International research shows that psychosocial factors may influence up to 30 percent of the long-term morbidity of children with physical illnesses. That is because patients’ and families’ experiences, understanding and communication around treatment are key to health outcomes as well as their level of satisfaction.

Luminesce Alliance funding supported a pilot trial of the Zero Childhood Cancer Program (ZERO) called TARGET to gain an in-depth understanding of the experiences of all stakeholders involved in precision medicine, including parents, their child’s healthcare providers, and the scientists who conducted the laboratory research.

Uniquely, our new study of the psychosocial implications of the ZERO national clinical trial, called PRISM-Impact, has been gathering longitudinal data over five years, so it is possible to identify how experiences change and when new issues emerge.

Read more about the research

This world-first data on the participants’ psychological function, wellbeing and quality of life will inform targeted resources and support to enable patient-centred, holistic care, says Prof Claire Wakefield, of the School of Women’s and Children’s Health at the University of New South Wales.

“If parents aren’t coping, that flows onto the child. Ultimately, we would like every family to feel well informed and confident that they know what’s happening and also to feel well supported, no matter what language they speak or where they live,” she says. “It’s not about taking away their sadness and grief but making sure they have the support they need from the moment of diagnosis to the long term, when they go home.”

Meeting the psychosocial needs of children and families

The research found that, as would be expected, parents experience high levels distress around the time of their child’s diagnosis. However, for some this does not resolve long term, and parents are often unable to attend to their own emotional needs when their child is so sick. It also found that some parents had a lack of understanding and awareness of precision medicine, and unrealistic expectations of what it could achieve. If these problems are not addressed, families enrolled in precision medicine trials are at increased risk of long-term distress, and may experience regret, mental health conditions, relationship and family problems, and poorer health outcomes. The insights and that has been collected is being translated into a range of resources such as brochures, videos and telehealth support that are accessible to families whenever they need them during this difficult time in their lives.

The study also gathered the world’s first data from children themselves, whose distress levels are hard to capture while they are so unwell. An initial survey of children aged 12 and over is providing unique insights into the needs of children having these revolutionary new treatments.

The research is also asking healthcare professionals and scientists about their experiences of providing precision medicine. Participants have identified a recurring problem when caring for families in how to communicate realistic expectations of treatment while maintaining hope.
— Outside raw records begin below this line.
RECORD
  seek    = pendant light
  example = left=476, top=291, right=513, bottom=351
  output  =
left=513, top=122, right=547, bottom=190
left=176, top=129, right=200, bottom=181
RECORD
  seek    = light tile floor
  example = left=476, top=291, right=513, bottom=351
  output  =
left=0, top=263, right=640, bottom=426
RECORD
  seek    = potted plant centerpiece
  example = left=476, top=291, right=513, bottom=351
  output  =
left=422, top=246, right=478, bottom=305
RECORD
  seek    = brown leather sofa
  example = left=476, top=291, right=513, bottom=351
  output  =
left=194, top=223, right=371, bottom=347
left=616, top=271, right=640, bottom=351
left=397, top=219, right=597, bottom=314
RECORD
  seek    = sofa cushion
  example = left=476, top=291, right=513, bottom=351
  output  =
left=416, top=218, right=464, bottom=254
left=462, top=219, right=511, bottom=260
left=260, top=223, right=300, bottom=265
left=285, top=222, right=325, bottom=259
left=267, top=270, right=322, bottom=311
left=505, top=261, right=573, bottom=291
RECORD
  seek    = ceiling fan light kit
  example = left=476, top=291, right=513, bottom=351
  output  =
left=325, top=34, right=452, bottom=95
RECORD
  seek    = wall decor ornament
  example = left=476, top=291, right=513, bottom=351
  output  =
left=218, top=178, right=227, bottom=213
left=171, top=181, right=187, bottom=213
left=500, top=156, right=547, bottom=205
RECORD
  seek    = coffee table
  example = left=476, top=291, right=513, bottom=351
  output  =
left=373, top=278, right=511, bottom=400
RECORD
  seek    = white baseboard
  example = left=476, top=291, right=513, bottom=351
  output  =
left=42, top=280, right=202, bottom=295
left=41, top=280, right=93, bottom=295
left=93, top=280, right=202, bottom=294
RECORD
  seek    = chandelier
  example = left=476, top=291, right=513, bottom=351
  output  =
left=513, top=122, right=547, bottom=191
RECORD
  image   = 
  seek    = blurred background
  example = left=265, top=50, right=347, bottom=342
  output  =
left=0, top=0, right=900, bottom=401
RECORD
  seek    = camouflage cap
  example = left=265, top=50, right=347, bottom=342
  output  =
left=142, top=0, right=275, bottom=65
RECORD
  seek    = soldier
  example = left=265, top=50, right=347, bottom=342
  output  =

“Having difficult conversations can be a real burden for health professionals, and not all of them may be aware of the trials the patients are enrolled in,” says Dr Kate Hetherington, of the School of Women’s and Children’s Health. “Many of them were amazed to be asked about the new developments in their work and how they feel about them; it’s unique for them to have this opportunity to feel heard, and it will be important for the implementation of precision medicine.”

The PRISM-Impact trial is now being expanded, and more research is underway into the experiences of non-English speaking and Aboriginal families.

“This work is a way of translating the intention of the health system into families’ experiences of it – of ensuring families get the best experiences possible, even when their child is unwell,” says Prof Wakefield. “The interventions we will design are low cost but have a big gain. They will lead to better outcomes for decades, rather than ongoing problems for the rest of patients’ lives.”